Wandern unter erschwerten Bedingungen
Die erschwerten Bedingungen waren heute eindeutig das Wetter, und natürlich wieder Wege, die nicht mehr vorhanden waren.
Aber der Reihe nach ...
Heute gings von Sangerhausen nach Wippra. Und das bei über 30 Grad.
Darum hatte ich eine waldreiche Strecke ausgewählt.
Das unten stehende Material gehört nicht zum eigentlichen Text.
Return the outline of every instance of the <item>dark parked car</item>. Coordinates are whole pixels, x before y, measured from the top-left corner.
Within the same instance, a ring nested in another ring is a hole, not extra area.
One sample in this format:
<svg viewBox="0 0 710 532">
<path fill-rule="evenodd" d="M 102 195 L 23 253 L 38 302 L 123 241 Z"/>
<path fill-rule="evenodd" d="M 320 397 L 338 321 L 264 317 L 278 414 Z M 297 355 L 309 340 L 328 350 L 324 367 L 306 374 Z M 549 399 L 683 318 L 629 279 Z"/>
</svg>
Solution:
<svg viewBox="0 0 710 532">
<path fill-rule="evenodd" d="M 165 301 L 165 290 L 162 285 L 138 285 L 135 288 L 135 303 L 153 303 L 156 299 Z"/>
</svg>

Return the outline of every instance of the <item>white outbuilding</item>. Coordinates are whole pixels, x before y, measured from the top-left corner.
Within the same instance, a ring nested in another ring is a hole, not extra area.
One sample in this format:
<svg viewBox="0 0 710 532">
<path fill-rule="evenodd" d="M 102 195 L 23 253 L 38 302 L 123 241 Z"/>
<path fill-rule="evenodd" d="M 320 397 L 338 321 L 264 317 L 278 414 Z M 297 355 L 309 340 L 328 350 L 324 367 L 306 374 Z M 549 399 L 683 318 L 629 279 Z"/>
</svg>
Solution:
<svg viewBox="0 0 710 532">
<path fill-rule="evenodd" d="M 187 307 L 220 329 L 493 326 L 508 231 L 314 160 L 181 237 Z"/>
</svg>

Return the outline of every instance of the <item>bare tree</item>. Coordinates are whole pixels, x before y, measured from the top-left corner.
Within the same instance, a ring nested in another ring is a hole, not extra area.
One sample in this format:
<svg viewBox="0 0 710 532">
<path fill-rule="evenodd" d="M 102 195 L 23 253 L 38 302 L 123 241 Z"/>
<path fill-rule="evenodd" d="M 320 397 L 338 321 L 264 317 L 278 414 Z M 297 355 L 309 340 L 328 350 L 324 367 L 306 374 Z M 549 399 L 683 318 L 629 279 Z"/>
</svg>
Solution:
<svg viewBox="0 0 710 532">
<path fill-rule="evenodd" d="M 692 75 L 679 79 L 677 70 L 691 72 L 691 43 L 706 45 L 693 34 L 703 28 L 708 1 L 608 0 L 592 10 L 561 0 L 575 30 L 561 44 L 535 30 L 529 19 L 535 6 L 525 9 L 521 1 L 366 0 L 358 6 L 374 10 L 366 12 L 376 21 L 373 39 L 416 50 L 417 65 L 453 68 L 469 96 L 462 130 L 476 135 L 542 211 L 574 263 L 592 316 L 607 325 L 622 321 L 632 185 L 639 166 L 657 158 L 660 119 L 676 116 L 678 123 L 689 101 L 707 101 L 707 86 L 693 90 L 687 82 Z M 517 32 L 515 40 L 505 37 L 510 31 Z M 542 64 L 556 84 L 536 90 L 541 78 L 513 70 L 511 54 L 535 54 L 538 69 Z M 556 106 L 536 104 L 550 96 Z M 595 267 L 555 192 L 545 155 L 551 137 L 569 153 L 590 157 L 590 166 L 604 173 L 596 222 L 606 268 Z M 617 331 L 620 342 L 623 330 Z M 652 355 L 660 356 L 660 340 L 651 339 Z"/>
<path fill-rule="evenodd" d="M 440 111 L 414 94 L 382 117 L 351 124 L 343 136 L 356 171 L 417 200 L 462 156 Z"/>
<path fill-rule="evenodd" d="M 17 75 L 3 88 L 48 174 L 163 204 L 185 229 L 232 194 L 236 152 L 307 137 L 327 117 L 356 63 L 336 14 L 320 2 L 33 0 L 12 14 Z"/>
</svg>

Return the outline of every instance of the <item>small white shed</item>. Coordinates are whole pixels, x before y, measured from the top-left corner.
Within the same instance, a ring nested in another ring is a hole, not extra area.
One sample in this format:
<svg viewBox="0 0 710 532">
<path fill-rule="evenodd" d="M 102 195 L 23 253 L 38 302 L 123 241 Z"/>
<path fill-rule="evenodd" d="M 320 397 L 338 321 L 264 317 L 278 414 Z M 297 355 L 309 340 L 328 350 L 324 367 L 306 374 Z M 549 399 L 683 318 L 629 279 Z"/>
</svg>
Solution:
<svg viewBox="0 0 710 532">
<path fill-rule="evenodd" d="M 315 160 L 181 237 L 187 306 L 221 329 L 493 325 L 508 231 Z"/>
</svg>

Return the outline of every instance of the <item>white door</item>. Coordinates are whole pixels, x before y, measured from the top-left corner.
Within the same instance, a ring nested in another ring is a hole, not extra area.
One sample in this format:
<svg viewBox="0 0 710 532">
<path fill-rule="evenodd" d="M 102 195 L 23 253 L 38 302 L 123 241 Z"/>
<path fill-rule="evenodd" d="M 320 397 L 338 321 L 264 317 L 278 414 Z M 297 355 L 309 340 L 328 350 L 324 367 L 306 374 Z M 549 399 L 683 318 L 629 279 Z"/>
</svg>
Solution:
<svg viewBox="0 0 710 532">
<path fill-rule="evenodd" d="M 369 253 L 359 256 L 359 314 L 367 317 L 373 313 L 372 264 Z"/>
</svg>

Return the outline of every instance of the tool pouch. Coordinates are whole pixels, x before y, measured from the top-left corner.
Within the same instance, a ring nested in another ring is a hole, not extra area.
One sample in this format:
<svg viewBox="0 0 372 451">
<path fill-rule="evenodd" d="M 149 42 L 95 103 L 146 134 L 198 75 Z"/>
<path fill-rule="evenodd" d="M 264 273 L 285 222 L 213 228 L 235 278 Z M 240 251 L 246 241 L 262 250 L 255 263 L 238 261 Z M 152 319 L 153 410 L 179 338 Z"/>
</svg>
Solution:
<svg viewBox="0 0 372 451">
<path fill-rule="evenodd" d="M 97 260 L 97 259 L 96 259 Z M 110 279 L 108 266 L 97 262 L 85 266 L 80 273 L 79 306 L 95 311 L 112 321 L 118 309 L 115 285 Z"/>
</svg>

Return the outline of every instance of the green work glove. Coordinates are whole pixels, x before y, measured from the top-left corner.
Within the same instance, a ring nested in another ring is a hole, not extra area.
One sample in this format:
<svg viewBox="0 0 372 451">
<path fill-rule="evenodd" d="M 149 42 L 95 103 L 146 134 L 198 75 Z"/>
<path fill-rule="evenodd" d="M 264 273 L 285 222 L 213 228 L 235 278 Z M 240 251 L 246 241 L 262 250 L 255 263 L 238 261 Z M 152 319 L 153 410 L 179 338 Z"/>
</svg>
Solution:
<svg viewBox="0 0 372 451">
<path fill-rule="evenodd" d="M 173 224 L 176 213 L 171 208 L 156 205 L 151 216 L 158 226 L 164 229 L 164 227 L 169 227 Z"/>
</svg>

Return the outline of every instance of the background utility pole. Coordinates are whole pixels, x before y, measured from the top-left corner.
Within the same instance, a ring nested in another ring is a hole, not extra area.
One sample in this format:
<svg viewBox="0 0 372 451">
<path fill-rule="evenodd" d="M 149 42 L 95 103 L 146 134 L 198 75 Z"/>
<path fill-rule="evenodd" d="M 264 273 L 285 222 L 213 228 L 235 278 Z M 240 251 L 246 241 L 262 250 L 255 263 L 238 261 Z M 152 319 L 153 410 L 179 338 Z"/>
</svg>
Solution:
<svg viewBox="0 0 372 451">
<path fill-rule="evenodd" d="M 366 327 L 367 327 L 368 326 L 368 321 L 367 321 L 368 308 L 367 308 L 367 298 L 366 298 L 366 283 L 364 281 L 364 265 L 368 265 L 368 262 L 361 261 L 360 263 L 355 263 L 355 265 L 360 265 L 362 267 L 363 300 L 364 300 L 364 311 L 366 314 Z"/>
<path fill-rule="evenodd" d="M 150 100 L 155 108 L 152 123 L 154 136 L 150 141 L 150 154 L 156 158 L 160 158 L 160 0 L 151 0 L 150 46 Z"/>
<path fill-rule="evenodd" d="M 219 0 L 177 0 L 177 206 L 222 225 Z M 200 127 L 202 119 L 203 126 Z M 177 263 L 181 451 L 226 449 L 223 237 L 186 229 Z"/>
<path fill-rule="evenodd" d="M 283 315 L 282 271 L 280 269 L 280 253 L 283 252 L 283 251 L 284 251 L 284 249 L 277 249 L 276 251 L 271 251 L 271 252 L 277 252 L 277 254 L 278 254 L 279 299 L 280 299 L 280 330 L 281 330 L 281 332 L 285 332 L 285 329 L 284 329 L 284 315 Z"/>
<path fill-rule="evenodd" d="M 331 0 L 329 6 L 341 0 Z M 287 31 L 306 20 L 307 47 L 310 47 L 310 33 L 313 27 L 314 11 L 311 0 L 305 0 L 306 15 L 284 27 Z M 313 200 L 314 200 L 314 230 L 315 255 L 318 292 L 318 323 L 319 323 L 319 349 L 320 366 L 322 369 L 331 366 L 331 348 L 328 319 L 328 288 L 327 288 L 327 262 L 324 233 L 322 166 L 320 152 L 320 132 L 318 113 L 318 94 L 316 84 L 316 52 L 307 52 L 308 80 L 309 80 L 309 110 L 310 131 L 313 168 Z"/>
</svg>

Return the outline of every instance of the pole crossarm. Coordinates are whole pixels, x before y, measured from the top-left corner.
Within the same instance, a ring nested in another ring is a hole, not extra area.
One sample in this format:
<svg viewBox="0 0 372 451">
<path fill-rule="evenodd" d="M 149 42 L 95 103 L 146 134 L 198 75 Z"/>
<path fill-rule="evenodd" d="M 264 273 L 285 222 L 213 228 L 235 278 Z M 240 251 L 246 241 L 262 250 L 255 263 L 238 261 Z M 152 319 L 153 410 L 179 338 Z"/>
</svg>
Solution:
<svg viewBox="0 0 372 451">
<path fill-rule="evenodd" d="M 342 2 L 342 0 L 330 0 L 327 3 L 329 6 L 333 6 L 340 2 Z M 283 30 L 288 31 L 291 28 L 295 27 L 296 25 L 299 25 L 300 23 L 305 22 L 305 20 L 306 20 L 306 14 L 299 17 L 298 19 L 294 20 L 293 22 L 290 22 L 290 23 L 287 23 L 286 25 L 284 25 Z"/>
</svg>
Ein bißchen Schatten war wohl bei den Temperaturen gar nicht so verkehrt.
Los gings wie immer mit der Bahn von Klostermansfeld nach Sangerhausen. Dort angekommen machten wir gleich mal Mittag am 'Runden Kiosk'. Noch keinen Meter gelaufen und schon essen.
Danach gings zum Ortsausgang und weiter Richtung Engelsburg. Das ist eine kleine Siedlung außerhalb, die aber noch zu Sangerhausen gehört.
Von dort gings weiter über Feldwege zur Landstraße zwischen Lengefeld und Kleinlengefeld Irgendwas (keine Ahnung, wie das Nest hieß). Die Temperaturen, die auf diesen Wegen herrschten, setzten Susi ganz schön zu und es war absehbar, dass sie die Tour nicht schaffen würde.
Nach einem kurzen Telefongespräch erklärte sich René bereit, sie abzuholen. Danke nochmal dafür.
Wir hatten uns an der Straße von Wettelrode nach Morungen verabredet. Glücklicherweise waren es über den alten Stadtweg (den kannte ich noch von unserer letzten Wanderung) nur noch ein paar Meter.
René fand sich trotz Umleitungen recht gut hin, wir erzählten noch kurz, ich verabschiedete mich von Beiden und dann war ich auf den restlichen Kilometern allein.
Die verliefen dann aber fast problemlos. Okay, ich musste ein paar Meter durchs Unterholz und durch hohes Gras, aber das ist man ja mittlerweile gewohnt.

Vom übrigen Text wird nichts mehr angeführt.